Among psychoanalysts, the postulate that there is such a thing as the "unconscious" at all is a stance that originally and most directly derives from Freud. Freud's realization that human mentation proceeds predominantly from outside of subjective awareness stands as his most valuable contribution, surpassing even his comprehensive methodological approach to investigating the nature and effects of unconscious mentation (Gedo, 1999). The idea of an "unconscious," of one form or another, has remained central to psychoanalysis throughout its evolution. The "unconscious," it seems, was not only the de facto invention of psychoanalysis (de facto because the idea of automatism had been around for about 50 years before Freud) but, for a good part of the past 100 years, it seems to have been an almost constant preoccupation.
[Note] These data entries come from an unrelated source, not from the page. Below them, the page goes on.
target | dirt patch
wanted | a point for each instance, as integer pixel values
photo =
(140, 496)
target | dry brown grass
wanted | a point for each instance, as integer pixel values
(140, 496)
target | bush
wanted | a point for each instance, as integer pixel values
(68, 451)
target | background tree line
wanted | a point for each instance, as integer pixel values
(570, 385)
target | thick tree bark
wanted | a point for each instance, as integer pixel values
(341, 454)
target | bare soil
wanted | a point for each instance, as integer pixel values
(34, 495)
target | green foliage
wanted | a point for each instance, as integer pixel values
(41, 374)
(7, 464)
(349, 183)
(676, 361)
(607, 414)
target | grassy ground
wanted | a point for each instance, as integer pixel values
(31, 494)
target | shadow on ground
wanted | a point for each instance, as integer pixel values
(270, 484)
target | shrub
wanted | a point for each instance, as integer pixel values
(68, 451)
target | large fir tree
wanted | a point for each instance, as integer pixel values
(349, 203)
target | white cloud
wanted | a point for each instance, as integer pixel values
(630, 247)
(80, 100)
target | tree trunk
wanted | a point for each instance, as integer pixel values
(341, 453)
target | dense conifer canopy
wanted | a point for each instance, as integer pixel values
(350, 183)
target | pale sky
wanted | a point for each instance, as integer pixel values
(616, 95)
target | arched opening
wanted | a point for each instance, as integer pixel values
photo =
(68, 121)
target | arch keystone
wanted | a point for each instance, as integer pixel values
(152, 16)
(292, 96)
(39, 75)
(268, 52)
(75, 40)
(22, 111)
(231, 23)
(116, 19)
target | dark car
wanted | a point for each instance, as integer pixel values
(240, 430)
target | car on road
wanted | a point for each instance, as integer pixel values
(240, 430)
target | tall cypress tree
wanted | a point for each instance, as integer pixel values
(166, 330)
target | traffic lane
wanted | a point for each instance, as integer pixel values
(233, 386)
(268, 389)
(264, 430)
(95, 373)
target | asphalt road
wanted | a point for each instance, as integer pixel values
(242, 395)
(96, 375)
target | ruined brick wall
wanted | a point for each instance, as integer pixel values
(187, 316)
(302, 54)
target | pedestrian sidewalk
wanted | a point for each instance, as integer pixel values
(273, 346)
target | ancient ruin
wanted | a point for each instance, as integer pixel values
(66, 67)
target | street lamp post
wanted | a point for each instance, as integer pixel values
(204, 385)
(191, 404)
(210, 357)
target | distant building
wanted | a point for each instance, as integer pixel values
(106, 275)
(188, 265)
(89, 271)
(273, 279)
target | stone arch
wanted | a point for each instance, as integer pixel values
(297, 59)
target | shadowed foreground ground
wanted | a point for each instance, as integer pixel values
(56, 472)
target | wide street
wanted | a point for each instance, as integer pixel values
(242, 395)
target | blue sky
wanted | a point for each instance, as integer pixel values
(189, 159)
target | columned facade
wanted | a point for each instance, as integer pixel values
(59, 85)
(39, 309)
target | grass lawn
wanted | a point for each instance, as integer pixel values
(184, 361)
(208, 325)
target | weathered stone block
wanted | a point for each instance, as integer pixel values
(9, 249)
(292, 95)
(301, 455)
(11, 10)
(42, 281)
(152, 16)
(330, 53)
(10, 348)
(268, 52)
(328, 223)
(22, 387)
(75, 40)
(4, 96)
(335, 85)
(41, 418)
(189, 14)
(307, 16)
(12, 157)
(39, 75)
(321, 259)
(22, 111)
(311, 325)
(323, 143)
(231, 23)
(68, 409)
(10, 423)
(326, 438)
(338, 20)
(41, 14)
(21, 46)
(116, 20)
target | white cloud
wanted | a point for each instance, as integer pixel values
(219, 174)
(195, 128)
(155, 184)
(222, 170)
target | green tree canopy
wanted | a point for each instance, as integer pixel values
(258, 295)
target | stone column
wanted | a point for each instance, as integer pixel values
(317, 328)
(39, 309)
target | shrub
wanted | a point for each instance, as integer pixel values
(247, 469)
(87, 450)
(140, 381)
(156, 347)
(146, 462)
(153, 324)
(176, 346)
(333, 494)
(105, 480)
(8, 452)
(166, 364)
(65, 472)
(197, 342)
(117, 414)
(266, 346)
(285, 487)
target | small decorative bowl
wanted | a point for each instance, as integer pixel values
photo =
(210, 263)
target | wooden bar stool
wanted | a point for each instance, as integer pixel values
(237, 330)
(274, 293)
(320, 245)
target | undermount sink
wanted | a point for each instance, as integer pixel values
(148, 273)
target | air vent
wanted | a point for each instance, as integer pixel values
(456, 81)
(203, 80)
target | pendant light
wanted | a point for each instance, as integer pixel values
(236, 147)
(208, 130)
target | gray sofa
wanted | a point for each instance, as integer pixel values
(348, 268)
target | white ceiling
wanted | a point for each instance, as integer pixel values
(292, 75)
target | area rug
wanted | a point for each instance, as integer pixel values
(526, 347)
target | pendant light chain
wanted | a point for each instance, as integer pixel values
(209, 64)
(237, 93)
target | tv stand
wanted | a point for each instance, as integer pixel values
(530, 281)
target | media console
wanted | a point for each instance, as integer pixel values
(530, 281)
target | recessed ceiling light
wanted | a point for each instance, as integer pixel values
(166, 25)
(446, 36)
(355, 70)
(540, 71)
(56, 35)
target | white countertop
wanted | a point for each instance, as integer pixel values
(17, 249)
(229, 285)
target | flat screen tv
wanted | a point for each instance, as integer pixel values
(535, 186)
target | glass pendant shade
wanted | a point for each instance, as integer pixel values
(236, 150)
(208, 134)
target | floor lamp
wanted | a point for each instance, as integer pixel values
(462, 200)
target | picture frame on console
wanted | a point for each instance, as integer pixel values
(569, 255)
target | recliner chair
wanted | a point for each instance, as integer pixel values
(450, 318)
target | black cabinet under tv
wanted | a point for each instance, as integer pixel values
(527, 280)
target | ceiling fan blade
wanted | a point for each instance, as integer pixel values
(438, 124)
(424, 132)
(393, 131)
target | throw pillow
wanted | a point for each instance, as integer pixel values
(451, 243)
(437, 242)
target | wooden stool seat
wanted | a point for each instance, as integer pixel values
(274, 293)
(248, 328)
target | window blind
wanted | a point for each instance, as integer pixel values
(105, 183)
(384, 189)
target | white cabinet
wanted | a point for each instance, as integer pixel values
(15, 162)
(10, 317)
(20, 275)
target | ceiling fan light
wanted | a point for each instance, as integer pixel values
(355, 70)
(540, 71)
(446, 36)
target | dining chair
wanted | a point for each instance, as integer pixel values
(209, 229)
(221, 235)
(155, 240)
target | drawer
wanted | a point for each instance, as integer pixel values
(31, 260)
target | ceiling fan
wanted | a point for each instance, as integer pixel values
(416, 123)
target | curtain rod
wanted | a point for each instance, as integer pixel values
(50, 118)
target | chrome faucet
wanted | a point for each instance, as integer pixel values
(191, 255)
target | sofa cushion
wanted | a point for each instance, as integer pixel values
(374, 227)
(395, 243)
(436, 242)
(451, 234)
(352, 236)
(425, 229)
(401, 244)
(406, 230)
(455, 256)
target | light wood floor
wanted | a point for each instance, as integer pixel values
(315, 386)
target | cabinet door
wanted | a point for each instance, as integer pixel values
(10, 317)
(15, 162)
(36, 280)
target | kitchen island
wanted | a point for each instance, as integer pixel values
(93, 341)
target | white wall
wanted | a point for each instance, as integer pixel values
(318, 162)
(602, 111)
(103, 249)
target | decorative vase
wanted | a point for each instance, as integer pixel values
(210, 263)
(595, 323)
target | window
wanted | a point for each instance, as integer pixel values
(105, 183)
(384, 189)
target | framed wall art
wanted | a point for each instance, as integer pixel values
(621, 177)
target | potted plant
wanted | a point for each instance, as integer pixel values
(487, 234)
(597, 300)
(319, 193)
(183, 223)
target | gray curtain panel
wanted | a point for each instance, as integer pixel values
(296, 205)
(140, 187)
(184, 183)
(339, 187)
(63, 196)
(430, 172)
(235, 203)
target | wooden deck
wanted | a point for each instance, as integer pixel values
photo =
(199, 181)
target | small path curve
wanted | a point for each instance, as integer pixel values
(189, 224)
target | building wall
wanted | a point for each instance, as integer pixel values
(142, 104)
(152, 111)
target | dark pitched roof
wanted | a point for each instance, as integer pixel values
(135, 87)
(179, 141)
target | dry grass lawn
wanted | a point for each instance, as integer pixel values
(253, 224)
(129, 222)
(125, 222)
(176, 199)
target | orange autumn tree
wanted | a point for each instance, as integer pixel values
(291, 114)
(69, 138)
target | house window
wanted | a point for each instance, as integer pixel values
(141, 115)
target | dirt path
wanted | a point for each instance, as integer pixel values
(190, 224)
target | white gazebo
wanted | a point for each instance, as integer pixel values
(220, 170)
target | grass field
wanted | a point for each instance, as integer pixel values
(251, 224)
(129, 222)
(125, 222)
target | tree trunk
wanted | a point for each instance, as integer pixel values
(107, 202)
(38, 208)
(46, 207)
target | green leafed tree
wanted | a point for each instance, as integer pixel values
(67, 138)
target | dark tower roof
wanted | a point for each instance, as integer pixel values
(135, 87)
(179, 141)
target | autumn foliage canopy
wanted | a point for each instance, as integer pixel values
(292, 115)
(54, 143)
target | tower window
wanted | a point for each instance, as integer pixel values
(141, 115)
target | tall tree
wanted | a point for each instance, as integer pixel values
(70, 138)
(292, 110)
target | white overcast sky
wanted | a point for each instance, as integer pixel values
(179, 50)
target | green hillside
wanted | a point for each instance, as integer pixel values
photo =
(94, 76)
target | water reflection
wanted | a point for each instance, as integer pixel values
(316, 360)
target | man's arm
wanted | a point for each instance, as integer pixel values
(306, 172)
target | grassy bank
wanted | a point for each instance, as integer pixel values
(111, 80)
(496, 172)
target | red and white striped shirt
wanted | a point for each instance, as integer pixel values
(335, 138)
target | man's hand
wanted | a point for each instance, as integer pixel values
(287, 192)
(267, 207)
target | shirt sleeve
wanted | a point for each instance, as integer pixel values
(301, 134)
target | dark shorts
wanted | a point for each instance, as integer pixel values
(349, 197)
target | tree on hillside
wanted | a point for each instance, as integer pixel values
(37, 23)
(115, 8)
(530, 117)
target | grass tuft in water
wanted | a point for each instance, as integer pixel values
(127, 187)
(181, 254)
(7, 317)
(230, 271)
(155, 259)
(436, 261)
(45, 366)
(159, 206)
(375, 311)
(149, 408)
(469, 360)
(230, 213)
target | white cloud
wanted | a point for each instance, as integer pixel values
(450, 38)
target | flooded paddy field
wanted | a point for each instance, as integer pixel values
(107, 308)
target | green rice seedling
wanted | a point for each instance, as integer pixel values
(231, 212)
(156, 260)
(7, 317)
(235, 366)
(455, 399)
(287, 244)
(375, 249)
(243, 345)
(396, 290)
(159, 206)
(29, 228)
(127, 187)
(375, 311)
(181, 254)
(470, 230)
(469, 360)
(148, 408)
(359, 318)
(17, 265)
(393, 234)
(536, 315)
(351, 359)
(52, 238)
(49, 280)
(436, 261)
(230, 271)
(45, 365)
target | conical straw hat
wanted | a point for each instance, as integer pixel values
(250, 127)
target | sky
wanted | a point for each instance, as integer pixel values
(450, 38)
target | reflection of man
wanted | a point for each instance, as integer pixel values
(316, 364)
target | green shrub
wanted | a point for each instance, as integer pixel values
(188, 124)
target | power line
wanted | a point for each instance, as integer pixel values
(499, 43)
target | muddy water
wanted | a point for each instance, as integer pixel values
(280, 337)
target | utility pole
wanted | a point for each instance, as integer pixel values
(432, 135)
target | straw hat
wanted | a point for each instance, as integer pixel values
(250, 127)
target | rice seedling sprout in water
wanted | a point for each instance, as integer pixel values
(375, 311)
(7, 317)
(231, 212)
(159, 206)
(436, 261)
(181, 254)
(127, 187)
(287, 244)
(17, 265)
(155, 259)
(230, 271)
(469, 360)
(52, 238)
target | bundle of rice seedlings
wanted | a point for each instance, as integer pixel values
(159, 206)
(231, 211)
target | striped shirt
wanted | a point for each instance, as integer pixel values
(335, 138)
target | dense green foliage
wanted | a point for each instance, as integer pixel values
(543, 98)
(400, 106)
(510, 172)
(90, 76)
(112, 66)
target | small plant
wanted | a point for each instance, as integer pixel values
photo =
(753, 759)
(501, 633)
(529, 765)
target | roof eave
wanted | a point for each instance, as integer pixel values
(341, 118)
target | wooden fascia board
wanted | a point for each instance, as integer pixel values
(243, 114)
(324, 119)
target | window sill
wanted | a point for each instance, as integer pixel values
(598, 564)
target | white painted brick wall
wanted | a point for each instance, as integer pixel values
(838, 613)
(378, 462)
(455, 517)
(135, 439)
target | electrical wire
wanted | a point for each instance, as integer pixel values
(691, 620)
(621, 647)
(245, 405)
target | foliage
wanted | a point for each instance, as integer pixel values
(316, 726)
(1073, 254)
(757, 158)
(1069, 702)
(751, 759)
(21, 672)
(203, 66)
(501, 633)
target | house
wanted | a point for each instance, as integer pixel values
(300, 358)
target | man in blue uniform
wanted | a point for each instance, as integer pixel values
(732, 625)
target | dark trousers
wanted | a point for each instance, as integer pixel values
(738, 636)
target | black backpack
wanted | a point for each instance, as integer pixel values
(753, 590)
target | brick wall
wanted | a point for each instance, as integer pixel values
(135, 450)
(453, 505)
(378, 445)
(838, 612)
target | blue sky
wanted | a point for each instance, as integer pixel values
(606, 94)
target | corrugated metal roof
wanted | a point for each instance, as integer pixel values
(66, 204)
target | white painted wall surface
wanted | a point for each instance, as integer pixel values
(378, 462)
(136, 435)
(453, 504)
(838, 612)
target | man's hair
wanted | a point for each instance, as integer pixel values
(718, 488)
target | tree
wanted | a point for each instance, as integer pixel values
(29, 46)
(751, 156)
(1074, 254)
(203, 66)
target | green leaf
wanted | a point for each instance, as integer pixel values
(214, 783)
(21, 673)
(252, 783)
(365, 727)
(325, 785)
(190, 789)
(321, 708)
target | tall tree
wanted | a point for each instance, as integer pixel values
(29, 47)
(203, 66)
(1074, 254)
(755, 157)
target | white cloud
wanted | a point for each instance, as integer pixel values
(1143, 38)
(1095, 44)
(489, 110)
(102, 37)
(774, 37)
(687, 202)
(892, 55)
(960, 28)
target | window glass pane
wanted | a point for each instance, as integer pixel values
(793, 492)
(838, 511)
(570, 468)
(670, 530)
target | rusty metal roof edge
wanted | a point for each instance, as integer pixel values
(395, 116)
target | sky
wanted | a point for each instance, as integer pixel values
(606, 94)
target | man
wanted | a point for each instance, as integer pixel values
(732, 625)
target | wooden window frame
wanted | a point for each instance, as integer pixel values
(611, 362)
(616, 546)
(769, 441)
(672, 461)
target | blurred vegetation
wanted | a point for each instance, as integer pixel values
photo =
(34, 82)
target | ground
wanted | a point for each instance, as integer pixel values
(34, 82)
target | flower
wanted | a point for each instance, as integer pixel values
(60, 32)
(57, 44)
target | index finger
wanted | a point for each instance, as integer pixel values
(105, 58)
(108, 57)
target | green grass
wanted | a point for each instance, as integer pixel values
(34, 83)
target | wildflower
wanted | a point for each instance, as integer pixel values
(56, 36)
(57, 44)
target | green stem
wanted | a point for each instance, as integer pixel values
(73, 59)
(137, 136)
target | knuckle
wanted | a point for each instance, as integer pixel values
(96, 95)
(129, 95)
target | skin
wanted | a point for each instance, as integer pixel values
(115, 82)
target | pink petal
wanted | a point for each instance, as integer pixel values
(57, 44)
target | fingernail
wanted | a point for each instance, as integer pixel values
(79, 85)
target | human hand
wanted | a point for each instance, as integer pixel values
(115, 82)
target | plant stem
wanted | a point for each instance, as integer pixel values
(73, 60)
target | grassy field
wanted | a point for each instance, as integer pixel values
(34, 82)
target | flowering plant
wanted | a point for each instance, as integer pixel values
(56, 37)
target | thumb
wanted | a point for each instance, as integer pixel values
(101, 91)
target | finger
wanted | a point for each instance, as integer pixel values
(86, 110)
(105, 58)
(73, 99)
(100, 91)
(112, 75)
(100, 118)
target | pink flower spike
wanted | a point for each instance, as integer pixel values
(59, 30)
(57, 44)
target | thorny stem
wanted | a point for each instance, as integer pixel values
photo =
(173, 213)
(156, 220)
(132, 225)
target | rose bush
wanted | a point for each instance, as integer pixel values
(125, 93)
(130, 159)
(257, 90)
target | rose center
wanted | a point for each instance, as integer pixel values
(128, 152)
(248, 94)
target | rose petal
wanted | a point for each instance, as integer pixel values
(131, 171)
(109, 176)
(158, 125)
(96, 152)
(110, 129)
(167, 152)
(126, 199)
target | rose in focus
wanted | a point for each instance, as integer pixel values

It has been exhaustively surveyed and studied by psychoanalytic historians and cognitive psychologists (Ellenberger, 1970; Kihlstrom, 1987, 1995, 1998, 1999a, b; Kihlstrom, J.F., Mulvaney, S., Tobias, B.A., & Tobis, I.P., 2000; Westen, 1998a, b, 1999), apparently received not one but three "new looks" followed by "another new look" (Bruner, 1992; Greenwald, 1992), and at one time was considered to have been found, lost and regained (Kihlstrom, Barnhardt, & Tataryn, 1992). On at least one occasion, the specific question posed in this essay was asked and answered (Shevrin & Dickman, 1980); yet we continue to ask the question, revealing something of the remarkable metamorphosis that continues to take place in the discipline of psychoanalysis.